Thanks for the answer.
So if I’m interpreting it correctly, in the general case Bayesians can reasonably assign a probability of 0 to an event that can actually happen, and a probability 1 event under Bayes is not equal to the event always happening.
Is this correctly interpreted?
Yes, but see @Amarko ’s reply and corrections, below. The examples where this ends up being possible are all theoretical and generally involve some form of infinite or infinitesimal quantities.
I gave 2 examples of probability 0 or 1 plausibly occuring in real life, and 1 of them relies on the uniform distribution of all real numbers, where if you pick one of them randomly, no matter which number you pick, it always has probability 0, and the set of Turing Machines that have a decidable halting problem, which has probability 1, but you can’t extend them into never getting a real number constant/always deciding the halting problem.
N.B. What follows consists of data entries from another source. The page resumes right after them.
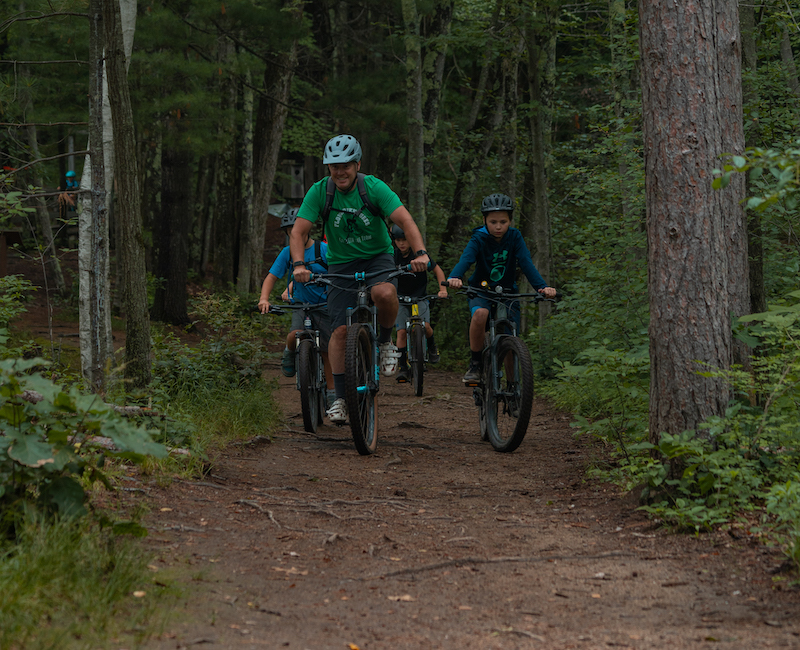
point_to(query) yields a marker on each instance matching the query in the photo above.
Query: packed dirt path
(437, 541)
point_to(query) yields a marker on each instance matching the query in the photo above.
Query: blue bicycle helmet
(341, 149)
(288, 219)
(497, 202)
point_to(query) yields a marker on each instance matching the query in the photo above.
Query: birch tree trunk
(691, 94)
(416, 173)
(130, 239)
(95, 317)
(247, 234)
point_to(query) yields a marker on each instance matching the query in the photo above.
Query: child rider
(496, 249)
(414, 286)
(316, 260)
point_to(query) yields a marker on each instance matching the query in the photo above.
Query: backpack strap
(318, 259)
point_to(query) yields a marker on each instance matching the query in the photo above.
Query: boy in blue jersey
(496, 249)
(316, 260)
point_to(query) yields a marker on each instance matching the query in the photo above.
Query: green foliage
(46, 447)
(70, 584)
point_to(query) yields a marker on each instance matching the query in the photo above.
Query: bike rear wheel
(417, 363)
(307, 374)
(360, 385)
(509, 395)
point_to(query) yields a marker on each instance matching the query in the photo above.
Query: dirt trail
(437, 541)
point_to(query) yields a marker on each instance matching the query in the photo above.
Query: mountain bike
(310, 367)
(416, 341)
(362, 360)
(504, 393)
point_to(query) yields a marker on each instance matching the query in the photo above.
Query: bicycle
(504, 393)
(416, 342)
(362, 362)
(310, 380)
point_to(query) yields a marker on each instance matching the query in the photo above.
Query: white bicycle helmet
(341, 149)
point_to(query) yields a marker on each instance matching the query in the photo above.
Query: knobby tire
(359, 368)
(510, 396)
(417, 364)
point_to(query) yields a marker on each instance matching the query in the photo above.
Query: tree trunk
(691, 96)
(541, 39)
(130, 239)
(247, 232)
(416, 180)
(432, 75)
(272, 109)
(172, 232)
(95, 318)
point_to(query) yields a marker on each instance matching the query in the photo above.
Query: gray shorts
(404, 313)
(343, 295)
(319, 321)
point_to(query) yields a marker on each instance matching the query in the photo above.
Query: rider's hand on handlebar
(420, 263)
(301, 274)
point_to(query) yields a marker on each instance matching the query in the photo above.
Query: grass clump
(71, 583)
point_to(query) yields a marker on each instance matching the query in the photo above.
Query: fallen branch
(492, 560)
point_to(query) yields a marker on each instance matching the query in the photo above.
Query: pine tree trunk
(95, 334)
(416, 179)
(272, 110)
(130, 239)
(691, 97)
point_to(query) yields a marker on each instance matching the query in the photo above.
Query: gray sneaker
(337, 413)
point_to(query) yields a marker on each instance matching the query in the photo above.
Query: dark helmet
(287, 220)
(497, 202)
(341, 149)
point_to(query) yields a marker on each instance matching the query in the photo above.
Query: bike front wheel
(417, 362)
(509, 395)
(307, 381)
(360, 385)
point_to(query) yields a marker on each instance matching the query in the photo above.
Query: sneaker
(287, 363)
(338, 412)
(473, 375)
(389, 358)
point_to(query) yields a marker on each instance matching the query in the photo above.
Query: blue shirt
(308, 292)
(496, 261)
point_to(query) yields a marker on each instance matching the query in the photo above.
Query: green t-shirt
(352, 231)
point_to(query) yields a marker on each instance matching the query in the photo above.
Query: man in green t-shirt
(357, 241)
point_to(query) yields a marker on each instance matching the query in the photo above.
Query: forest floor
(437, 541)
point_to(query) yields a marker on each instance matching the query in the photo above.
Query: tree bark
(172, 231)
(691, 96)
(95, 318)
(247, 234)
(130, 239)
(416, 181)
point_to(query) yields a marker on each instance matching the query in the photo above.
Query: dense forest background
(451, 100)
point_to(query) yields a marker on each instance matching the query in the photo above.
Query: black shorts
(344, 295)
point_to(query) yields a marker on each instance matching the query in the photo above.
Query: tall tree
(691, 96)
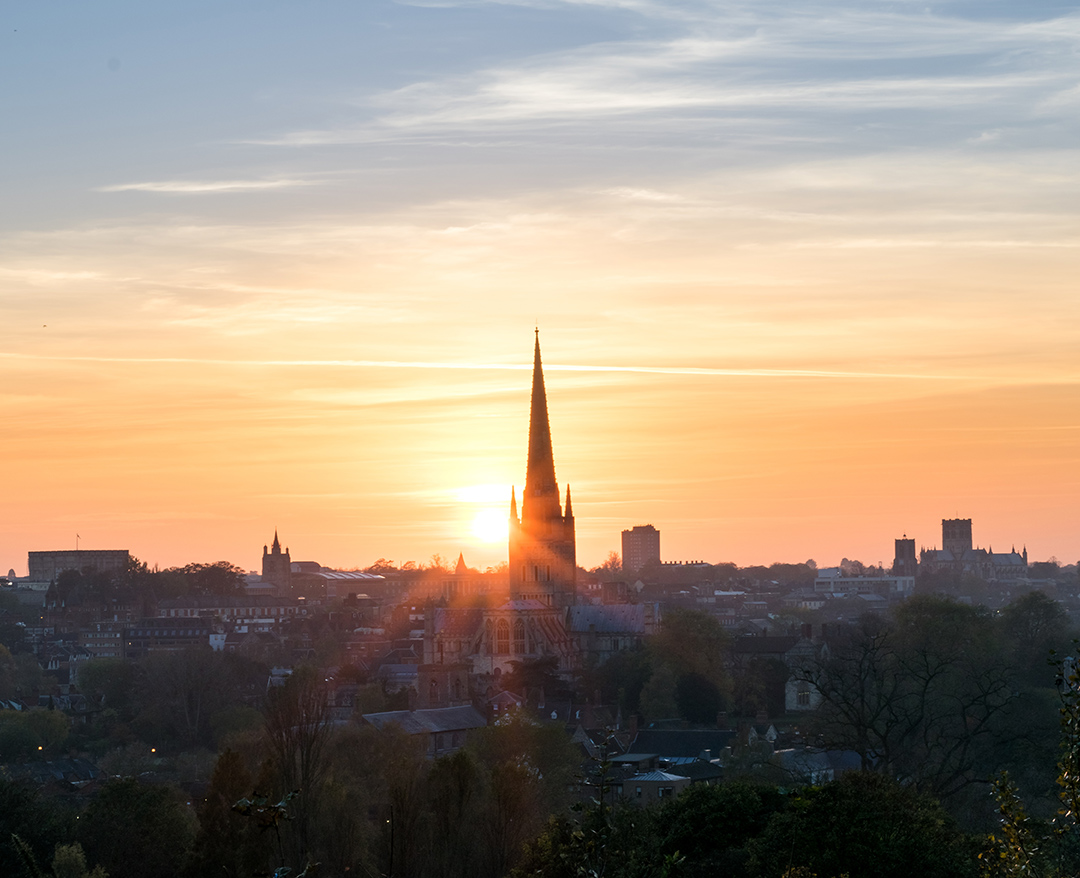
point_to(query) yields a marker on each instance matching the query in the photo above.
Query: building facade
(639, 545)
(45, 566)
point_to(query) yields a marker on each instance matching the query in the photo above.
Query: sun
(489, 525)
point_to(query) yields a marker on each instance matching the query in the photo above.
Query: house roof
(457, 622)
(657, 775)
(698, 770)
(764, 644)
(682, 742)
(607, 619)
(430, 720)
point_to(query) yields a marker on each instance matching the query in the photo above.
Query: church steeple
(540, 499)
(542, 544)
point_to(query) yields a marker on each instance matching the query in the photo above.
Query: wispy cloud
(760, 61)
(450, 365)
(203, 187)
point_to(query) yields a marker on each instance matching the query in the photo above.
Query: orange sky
(800, 291)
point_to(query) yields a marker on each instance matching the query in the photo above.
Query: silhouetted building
(541, 617)
(956, 536)
(542, 545)
(905, 563)
(277, 566)
(45, 566)
(639, 545)
(957, 555)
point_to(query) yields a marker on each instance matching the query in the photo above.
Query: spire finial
(540, 497)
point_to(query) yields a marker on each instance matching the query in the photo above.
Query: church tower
(278, 566)
(542, 543)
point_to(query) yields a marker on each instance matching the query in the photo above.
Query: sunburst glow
(489, 525)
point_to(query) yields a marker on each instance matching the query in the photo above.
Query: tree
(40, 825)
(134, 829)
(69, 861)
(226, 842)
(923, 698)
(864, 826)
(297, 730)
(689, 662)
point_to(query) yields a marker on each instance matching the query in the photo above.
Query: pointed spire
(540, 499)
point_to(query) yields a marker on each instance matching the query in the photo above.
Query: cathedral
(471, 648)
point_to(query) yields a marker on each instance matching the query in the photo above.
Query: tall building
(956, 536)
(542, 617)
(542, 544)
(639, 545)
(958, 555)
(278, 566)
(905, 563)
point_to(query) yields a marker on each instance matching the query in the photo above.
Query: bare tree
(297, 730)
(922, 699)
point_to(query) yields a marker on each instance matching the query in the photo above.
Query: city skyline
(805, 279)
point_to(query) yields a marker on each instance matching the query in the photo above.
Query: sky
(806, 274)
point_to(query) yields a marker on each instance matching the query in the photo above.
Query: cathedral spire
(540, 499)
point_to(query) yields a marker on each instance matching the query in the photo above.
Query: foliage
(69, 861)
(39, 826)
(35, 732)
(297, 729)
(689, 667)
(226, 842)
(926, 697)
(135, 829)
(865, 826)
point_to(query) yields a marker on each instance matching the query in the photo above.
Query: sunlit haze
(806, 275)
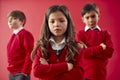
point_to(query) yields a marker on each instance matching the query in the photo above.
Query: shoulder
(25, 33)
(80, 31)
(105, 32)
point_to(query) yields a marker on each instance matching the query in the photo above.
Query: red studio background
(35, 9)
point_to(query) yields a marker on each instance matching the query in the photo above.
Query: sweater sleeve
(76, 73)
(107, 53)
(28, 43)
(48, 71)
(98, 52)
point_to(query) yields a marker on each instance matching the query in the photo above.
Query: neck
(58, 39)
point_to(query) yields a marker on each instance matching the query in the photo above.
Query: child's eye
(62, 20)
(52, 21)
(87, 17)
(14, 18)
(93, 16)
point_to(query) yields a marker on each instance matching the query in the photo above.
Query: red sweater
(95, 58)
(57, 68)
(19, 49)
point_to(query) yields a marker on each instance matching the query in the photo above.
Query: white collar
(87, 28)
(57, 46)
(15, 31)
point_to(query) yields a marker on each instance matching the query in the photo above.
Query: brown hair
(71, 44)
(18, 14)
(89, 7)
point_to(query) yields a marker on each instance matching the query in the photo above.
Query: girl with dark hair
(57, 55)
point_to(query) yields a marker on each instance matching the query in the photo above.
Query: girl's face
(57, 23)
(14, 23)
(91, 19)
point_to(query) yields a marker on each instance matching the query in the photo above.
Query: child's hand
(82, 45)
(103, 46)
(70, 66)
(43, 61)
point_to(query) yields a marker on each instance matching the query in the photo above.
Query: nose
(57, 23)
(90, 19)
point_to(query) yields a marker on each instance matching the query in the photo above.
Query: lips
(57, 30)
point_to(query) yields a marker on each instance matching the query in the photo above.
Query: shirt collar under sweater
(57, 46)
(87, 28)
(15, 31)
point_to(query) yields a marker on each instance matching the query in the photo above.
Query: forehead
(57, 14)
(90, 13)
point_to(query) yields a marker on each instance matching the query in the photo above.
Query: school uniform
(95, 58)
(18, 52)
(57, 69)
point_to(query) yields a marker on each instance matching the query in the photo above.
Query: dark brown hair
(89, 7)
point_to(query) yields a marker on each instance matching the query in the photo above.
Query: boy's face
(14, 22)
(90, 19)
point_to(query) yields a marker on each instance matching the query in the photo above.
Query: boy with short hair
(19, 47)
(97, 43)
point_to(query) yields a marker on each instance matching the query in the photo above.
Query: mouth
(57, 30)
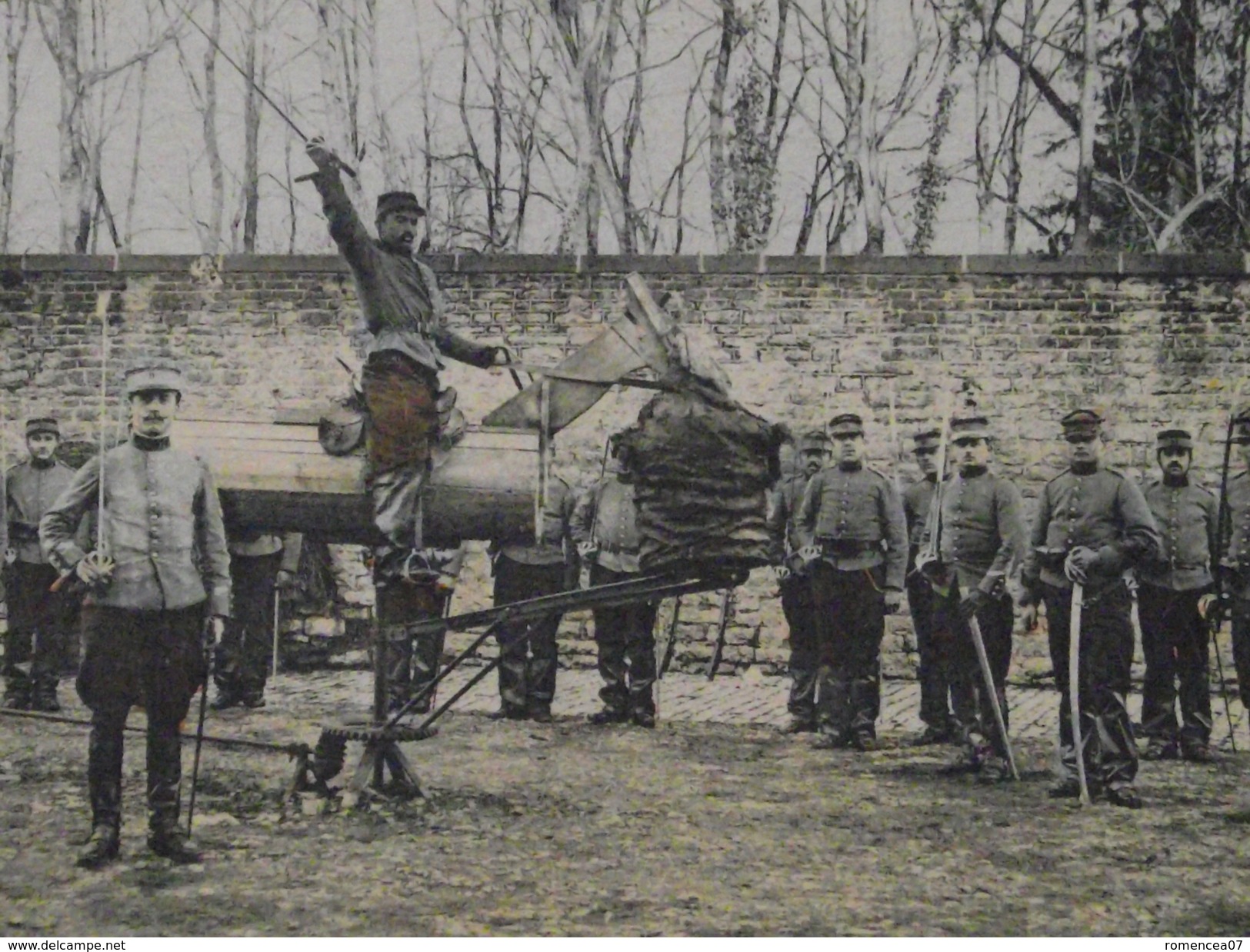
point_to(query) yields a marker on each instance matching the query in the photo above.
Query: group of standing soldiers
(958, 542)
(136, 540)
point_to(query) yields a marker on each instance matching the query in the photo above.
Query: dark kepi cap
(155, 375)
(968, 426)
(43, 425)
(1082, 422)
(814, 441)
(1174, 440)
(846, 425)
(392, 201)
(926, 439)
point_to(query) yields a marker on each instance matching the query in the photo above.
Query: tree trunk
(252, 135)
(128, 236)
(1082, 236)
(868, 145)
(718, 146)
(210, 235)
(986, 128)
(1015, 145)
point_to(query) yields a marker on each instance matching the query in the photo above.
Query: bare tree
(876, 90)
(384, 138)
(16, 24)
(1082, 236)
(339, 52)
(80, 146)
(743, 154)
(1019, 118)
(585, 48)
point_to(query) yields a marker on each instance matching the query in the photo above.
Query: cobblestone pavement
(690, 699)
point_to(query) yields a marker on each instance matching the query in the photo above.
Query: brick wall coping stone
(1106, 265)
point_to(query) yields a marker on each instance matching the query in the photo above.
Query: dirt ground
(566, 828)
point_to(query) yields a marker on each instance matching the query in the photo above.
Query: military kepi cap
(970, 426)
(1082, 422)
(846, 425)
(814, 441)
(926, 438)
(392, 201)
(158, 375)
(43, 425)
(1174, 440)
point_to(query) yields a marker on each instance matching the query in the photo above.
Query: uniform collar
(149, 444)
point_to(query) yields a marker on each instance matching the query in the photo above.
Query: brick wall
(1153, 340)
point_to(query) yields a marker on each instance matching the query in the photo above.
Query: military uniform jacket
(856, 518)
(162, 526)
(1100, 510)
(1186, 518)
(615, 531)
(399, 295)
(783, 512)
(32, 490)
(916, 500)
(1236, 552)
(556, 529)
(982, 530)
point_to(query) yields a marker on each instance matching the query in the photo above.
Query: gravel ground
(564, 828)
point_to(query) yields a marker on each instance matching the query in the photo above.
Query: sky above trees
(658, 126)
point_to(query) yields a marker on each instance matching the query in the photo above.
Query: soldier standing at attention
(606, 534)
(39, 620)
(1174, 636)
(934, 690)
(1235, 561)
(165, 576)
(260, 564)
(1092, 525)
(405, 314)
(854, 516)
(795, 582)
(982, 539)
(528, 667)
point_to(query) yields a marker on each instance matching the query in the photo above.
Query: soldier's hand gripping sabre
(1074, 694)
(974, 629)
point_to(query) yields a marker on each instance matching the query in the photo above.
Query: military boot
(165, 836)
(43, 696)
(105, 842)
(16, 692)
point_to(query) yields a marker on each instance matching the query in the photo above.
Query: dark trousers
(1242, 647)
(139, 657)
(248, 645)
(962, 669)
(850, 624)
(412, 659)
(625, 636)
(796, 605)
(1174, 641)
(39, 631)
(934, 686)
(528, 650)
(1105, 679)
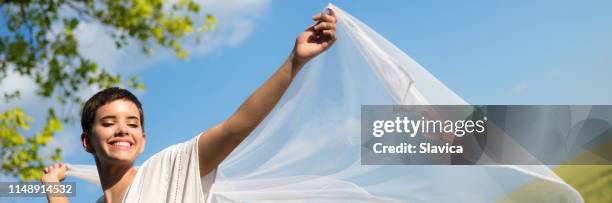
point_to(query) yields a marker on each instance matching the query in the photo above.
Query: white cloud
(519, 88)
(236, 22)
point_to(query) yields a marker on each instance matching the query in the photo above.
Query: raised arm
(219, 141)
(53, 175)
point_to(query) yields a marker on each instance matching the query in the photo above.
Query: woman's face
(117, 135)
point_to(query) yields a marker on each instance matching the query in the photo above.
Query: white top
(172, 175)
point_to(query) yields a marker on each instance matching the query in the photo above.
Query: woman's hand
(54, 173)
(316, 39)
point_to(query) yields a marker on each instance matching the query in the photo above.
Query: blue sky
(488, 52)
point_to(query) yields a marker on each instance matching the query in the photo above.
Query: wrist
(296, 61)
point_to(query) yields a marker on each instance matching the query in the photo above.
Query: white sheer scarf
(308, 148)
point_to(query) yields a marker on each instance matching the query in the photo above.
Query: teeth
(122, 144)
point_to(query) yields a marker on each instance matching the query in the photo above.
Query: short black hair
(108, 95)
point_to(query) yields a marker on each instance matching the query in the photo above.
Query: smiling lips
(121, 144)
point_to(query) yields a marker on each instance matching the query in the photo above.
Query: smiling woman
(112, 122)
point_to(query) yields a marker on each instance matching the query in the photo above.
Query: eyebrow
(115, 117)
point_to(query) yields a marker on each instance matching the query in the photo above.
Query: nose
(122, 130)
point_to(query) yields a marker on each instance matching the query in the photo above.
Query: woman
(113, 119)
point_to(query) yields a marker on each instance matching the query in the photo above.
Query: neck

It is not at all clear that it is possible in reality to randomly select a real number without a process that can make an infinite number of choices in finite time. Similarly, any reasoning about Turing machines has to acknowledge that no real, physical system actually instantiates one in the sense of having an infinite tape and never making an error. We can approach/approximate these examples, but that just means we end up with probabilities that are small-but-finite, not 0 or 1
This is not quite accurate. You can’t uniformly pick a random rational number from 0 to 1, because there are countably many such numbers, and any probability distribution you assign will have to add up to 1. Every probability distribution on this set assigns a nonzero probability to every number.
You can have a uniform distribution on an uncountable set, such as the real numbers between 0 and 1, but since you can’t pick an arbitrary element of an uncountable set in the real world this is theoretical rather than a real-world issue.
As far as I know, any mathematical case in which something with probability 0 can happen does not actually occur in the real world in a way that we can observe.
Here’s one example:
What’s the probability that our physical constants are what they are, especially the constants that seem tuned to life?
The answer is if the constants are arbitrary real numbers, the answer is probability 0, and this applies no matter what number you pick.
This is how we can defuse the fine-tuning argument, that the cosmos’s constants have improbable values that seem tuned for life, since any other constant has probability 0, no matter whether it was able to sustain life or not:
https://en.wikipedia.org/wiki/Fine-tuned_universe
The question to ask is, what is the measure of the space of physical constants compatible with life? Although that requires some prior probability measure on the space of all hypothetical values of the constants. But the constants are mostly real numbers, and there is no uniform distribution on the reals.
Thanks, I didn’t realize that! It does make sense now that I think about it. I think if you replace the rationals with the reals in my theoretical example, the rest still works?
And yes, I agree about in the real world. Probabilities 0 and 1 are limits you can approach, but only reach in theory.